Friday, March 13, 2009

If It's True, It's Fascinating

According to this story in IHE, a retired Duke University professor named Stuart Rojstaczer has issued a study of grade inflation. His findings suggest that grade inflation is commonplace throughout higher ed, particularly at selective liberal arts colleges and at flagship public universities in the South, but is nearly unknown among community colleges.

The comments to the story are worth reading. Cliff Adelman suggests that Rojstaczer is not to be taken seriously. I tend to take Cliff Adelman very seriously, so I'm not going to endorse the findings of the study just yet.

Many of the other comments, though, are variations on “adjuncts are scared of bad student evaluations, so they inflate the grades.” I'm not convinced.

Selective liberal arts colleges tend to be expensive, and to have relatively low adjunct percentages. That's part of what they sell. Community colleges as a sector tend to have higher adjunct percentages than just about any other part of higher ed, yet the study singles them out as immune to grade inflation. If the study is correct, it pretty much blows the “scared adjuncts cause grade inflation” theory out of the water. The findings suggest that other variables – local culture, most likely – are far more powerful.

Anecdotally, at least, I'm inclined to support the 'local culture' theory over what I'll call Adjunct Determinism.

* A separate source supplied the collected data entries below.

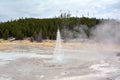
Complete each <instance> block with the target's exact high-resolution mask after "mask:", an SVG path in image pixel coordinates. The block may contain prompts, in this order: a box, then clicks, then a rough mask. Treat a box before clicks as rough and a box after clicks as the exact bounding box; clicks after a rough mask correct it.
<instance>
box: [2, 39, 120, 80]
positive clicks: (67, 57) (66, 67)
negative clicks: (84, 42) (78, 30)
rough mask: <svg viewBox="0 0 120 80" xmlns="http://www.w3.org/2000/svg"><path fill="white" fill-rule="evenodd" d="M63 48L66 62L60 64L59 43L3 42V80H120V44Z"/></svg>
mask: <svg viewBox="0 0 120 80" xmlns="http://www.w3.org/2000/svg"><path fill="white" fill-rule="evenodd" d="M62 46H63V49H62V50H63V52H64V56H65V57H64V60H63V63H59V62H58V63H56V62H54V60H53V52H54V48H55V41H43V42H42V43H37V42H32V43H31V42H29V41H13V42H9V41H4V42H1V43H0V80H120V77H119V76H120V60H119V56H116V54H117V53H119V52H120V47H119V45H113V44H109V45H107V44H106V45H104V44H98V43H76V42H68V43H62ZM99 54H101V55H99Z"/></svg>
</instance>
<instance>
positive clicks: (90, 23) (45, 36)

When I was at Proprietary U (the story doesn't mention whether Rojstaczer studied for-profits), grade inflation was rampant, and was almost official policy, but only on the low end. You could be as strict as you wanted with A's, but too many F's would get you fired. Although some of us objected strenuously to a fog-the-mirror standard for passing, when enrollments started to dip, it was made abundantly clear to the faculty that retention was to be pursued at almost all costs. Over time, naturally, students started to figure that out, with predictable results.

At Snooty Liberal Arts College, when I was a student, I don't recall too many people failing too many things. A's were tough, but B's were pretty common and D's or F's rare. And there was no such thing as an adjunct there.

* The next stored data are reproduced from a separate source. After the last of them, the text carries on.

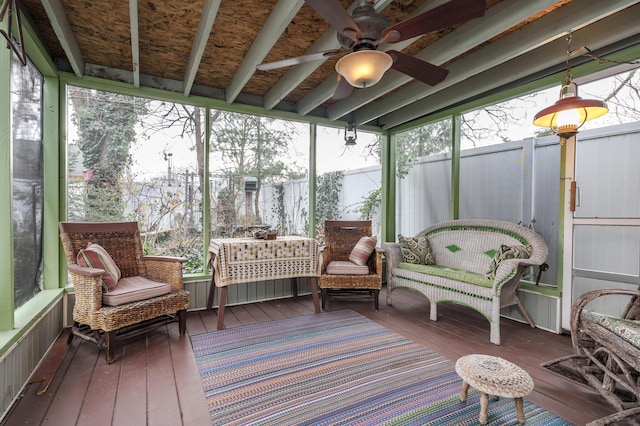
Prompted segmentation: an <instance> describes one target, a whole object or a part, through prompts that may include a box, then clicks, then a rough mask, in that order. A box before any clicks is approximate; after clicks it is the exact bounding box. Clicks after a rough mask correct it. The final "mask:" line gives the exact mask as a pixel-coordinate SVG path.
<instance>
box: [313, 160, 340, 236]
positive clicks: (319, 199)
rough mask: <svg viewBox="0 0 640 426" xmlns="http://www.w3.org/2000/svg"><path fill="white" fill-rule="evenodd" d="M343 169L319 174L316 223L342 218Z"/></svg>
mask: <svg viewBox="0 0 640 426" xmlns="http://www.w3.org/2000/svg"><path fill="white" fill-rule="evenodd" d="M341 191H342V171H341V170H338V171H335V172H328V173H324V174H322V175H319V176H318V181H317V186H316V223H318V224H322V223H324V221H325V220H335V219H340V213H341V210H340V192H341Z"/></svg>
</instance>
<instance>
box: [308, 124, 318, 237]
mask: <svg viewBox="0 0 640 426" xmlns="http://www.w3.org/2000/svg"><path fill="white" fill-rule="evenodd" d="M317 142H318V126H317V125H316V124H315V123H309V236H310V237H311V238H315V237H316V188H317V186H316V185H317V180H316V179H317V175H318V170H317V167H316V157H317V146H318V144H317Z"/></svg>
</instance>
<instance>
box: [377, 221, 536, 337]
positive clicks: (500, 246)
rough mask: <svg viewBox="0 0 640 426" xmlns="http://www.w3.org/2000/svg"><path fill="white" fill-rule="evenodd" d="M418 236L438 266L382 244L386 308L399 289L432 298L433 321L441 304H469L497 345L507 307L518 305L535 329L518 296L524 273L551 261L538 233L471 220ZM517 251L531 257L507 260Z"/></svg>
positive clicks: (391, 245)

At Flagship U, the TA's often graded much more demandingly than did the senior faculty. I interpreted that at the time as a form of insecurity on our parts. Frankly, I still do.

At my cc, I don't hear much talk of grade inflation, either from faculty or from students. (I hear plenty of complaints about other things – some valid, some not so much – but not about that.) That's not to say that we're unconcerned with student success – quite the opposite – but that we want that success to actually mean something. The adjunct percentage is far higher here than at SLAC or Flagship U, yet the grade inflation much less. That's why, despite my admiration for Cliff Adelman, at least this part of the findings sound right to me.

(On the flip side, the study singles out Princeton as having successfully attacked grade inflation. Did Princeton have a massive wave of adjuncts at some point?)

There are plenty of reasons to object to the adjunct trend, and plenty of reasons to object to grade inflation. But to assume that all bad things necessarily go together in a neat little package is a bit indulgent.

More likely, local expectations color grading, both for full-timers and for adjuncts. At the snootiest, high-end schools, where the adjunct trend is almost unknown, the culture of student entitlement is quite powerful. I haven't seen much of that at this level. If anything, the issue here is the opposite. Here, so many students come in with the emotional baggage of years of poor performance in the K-12 system that the challenge is in getting them to identify themselves as college material. At SLAC, getting a C was either an affront or a source of shame, depending on your mood; I've seen students here celebrate them.

I don't know if this study is actually valid or not, but it passes my gut test in a way that the 'scared adjuncts inflate grades' theory just doesn't. If Princeton has to issue a policy against grade inflation, but most community colleges don't, then I have a hard time pointing the finger at adjuncts. It's just not that simple.